Recently, I heard this statement made by someone who is facing the inevitable loss of his longtime spouse who is in the late stages of Alzheimer’s disease. I’ve paraphrased it per my own cloudy memory.

I feel like I’m in a carnival outhouse sitting out in a field, and the circus is packing up to leave without me.

While he didn’t elaborate, he was trying to express his feelings regarding the situation he found himself in now. I’ve been thinking about this and cannot help but connect it to my own experiences and ruminations.

First and foremost, there is the overwhelming feeling of vulnerability, of literally having your pants down in a crisis, or a formidable change that is going on around you. You’re stuck. It is hard to move forward without first finishing the primary business at hand. Panic sets in and it is hard to make decisions. Yet you’re also worried about being left behind, and by the act of moving to a new location – mentally, emotionally, and physically – and the unknown that comes with that. But even more so, it is a fear of being left behind by the ominously fast progression of a disease that robs you of the one you love, again mentally, emotionally, and physically.

The carnival/circus represents fetes of apparent magic, gravity-defying acts, seemingly impossible, often nonsensical, frightening in their dangerous distortions of human entertainment, and the funhouse mirrors that twist and distort our vision of reality.

The world around you no longer makes sense and you feel vulnerable, scared, afraid of being left behind, fearing for your loved one and a future you cannot envision without them. It literally scares the shit out of you… And yet you know you have to keep moving to survive. Because that’s your role here.

Of course, the circus could also represent your loved one, the person who was the highlight of your life, with which you shared the literal stage of life, it’s bright lights, music, the comedy and drama of a life fully shared. Either way, it all seems so unfair.

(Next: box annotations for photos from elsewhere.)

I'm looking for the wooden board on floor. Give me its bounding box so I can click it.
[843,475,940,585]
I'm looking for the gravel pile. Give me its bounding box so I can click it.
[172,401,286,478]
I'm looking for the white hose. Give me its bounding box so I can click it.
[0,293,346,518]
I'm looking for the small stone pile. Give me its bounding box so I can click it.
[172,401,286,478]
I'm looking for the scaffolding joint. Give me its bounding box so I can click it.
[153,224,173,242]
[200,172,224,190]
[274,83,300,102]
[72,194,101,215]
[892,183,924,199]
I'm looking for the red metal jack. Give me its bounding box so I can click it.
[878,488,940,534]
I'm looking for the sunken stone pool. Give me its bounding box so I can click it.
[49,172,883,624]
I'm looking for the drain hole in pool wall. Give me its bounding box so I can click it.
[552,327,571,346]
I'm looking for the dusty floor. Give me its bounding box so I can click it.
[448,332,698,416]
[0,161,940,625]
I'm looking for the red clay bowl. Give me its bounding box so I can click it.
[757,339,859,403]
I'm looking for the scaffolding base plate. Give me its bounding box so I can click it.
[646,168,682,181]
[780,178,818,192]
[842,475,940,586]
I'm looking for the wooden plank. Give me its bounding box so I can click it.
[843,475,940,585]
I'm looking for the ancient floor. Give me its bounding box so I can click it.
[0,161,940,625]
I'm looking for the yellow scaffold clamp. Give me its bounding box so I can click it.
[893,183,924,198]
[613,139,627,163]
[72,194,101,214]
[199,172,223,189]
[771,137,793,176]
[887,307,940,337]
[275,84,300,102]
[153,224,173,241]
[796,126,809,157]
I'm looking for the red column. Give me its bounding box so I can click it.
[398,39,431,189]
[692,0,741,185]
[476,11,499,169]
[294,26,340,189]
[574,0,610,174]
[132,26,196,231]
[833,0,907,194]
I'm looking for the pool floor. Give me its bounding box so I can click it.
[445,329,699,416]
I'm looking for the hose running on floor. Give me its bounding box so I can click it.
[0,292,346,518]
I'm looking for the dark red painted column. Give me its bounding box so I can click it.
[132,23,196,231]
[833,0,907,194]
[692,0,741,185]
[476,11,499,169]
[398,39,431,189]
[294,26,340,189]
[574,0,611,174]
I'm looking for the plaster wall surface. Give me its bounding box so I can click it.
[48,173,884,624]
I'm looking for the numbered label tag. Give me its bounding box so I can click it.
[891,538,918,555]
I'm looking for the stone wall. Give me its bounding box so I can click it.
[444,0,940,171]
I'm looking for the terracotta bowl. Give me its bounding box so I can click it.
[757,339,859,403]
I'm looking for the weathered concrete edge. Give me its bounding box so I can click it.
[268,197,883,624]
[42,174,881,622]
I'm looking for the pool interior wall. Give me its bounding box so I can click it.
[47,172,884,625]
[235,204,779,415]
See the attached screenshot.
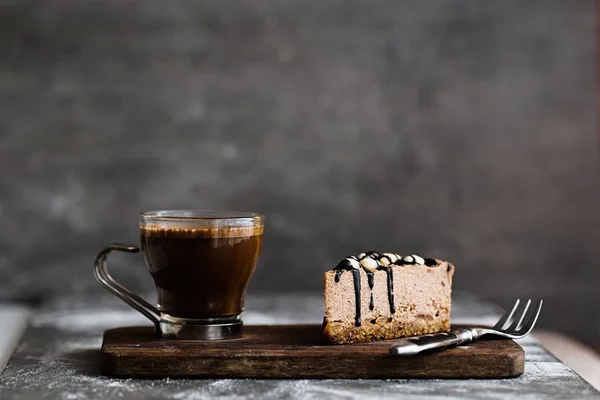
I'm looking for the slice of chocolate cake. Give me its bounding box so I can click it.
[323,251,454,343]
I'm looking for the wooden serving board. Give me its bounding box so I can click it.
[102,325,525,379]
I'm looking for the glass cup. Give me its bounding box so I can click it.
[94,210,264,339]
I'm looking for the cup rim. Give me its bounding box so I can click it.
[140,209,264,222]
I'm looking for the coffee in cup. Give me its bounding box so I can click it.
[95,210,264,339]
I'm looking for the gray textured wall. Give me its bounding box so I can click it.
[0,0,600,338]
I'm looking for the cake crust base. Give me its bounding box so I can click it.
[323,315,450,344]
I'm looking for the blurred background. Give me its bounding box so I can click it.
[0,0,600,342]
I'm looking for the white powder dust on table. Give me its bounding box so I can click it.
[0,295,600,400]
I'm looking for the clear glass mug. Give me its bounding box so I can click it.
[94,210,264,339]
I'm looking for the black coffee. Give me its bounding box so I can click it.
[140,227,263,318]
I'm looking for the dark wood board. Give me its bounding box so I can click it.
[102,325,525,379]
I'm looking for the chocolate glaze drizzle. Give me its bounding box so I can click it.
[352,269,360,326]
[333,251,438,326]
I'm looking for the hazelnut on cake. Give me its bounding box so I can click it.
[323,251,454,344]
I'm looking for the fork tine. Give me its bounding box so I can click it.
[494,299,521,330]
[506,299,531,331]
[517,299,544,336]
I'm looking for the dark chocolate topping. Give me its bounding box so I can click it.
[352,269,360,326]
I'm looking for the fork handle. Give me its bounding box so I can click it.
[390,328,476,356]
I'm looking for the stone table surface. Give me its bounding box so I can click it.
[0,294,600,400]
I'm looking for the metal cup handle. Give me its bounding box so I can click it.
[94,243,160,332]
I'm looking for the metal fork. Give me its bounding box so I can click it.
[390,300,544,356]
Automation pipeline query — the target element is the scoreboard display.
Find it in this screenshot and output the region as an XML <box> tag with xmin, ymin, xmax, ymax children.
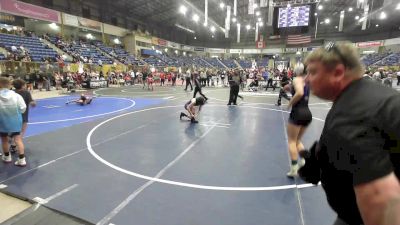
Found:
<box><xmin>278</xmin><ymin>5</ymin><xmax>310</xmax><ymax>28</ymax></box>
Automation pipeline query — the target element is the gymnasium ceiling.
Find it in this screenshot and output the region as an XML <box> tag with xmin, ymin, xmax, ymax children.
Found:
<box><xmin>23</xmin><ymin>0</ymin><xmax>400</xmax><ymax>45</ymax></box>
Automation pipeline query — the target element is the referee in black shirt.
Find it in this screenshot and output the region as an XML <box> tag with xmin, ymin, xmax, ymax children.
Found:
<box><xmin>300</xmin><ymin>43</ymin><xmax>400</xmax><ymax>225</ymax></box>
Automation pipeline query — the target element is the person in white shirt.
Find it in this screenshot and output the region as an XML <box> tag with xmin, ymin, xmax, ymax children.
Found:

Anger rushes forward. Anger at what fate has thrown you, your loved one, the cruelty of the disease. There is no preferred or better way to die of a disease. Cancer kills the body slowly while eating away at the person. Alzheimers eats away the person while leaving the body to deteriorate at a slower rate, until the parts of the brain that operate the body begin to lose their synaptic connections.

Either way, these diseases are cruel – to the loved one who suffers them, and to the lover who must endure the pain of watching, of frustrating efforts to try and overcome the diseases’ manifestations, the cruel teases of normalcy and strength that suddenly appear and then, as a wisp in the winds, they disappear to the mists that hid the light in their eyes.

Whether you want to or not, you are, and will be… the survivor. The one who will carry the stories forward until they can be shared fully with a new generation. You will be needed by others who will benefit from your wisdom, humor, insights borne of long experience. The fates have determined that your place is here…in this world…where you are still needed.

The journey along side the dying of a loved one is dark and painful. But it also has its moments to be cherished. The fleeting glimpse of a smile, a flash of humor, the small gestures that show you are still connected to this loved one. You have been chosen for the honor of being beside them on this journey to the end of this life. You, however, will stay behind, their partner only until the gates of passage open to the other side. Until death do you part.

It sucks. It hurts so badly, the pain is physical, palpable. Breath… breath… You are still alive. And they will always be with you, and waiting on the other side to greet you when your turn comes, naturally, when the fates determine it to be so. In the meantime, treasure each moment with your loved one as a gift. Soon enough, there will be only memories that you will hold onto tightly, then share with others when the right time comes.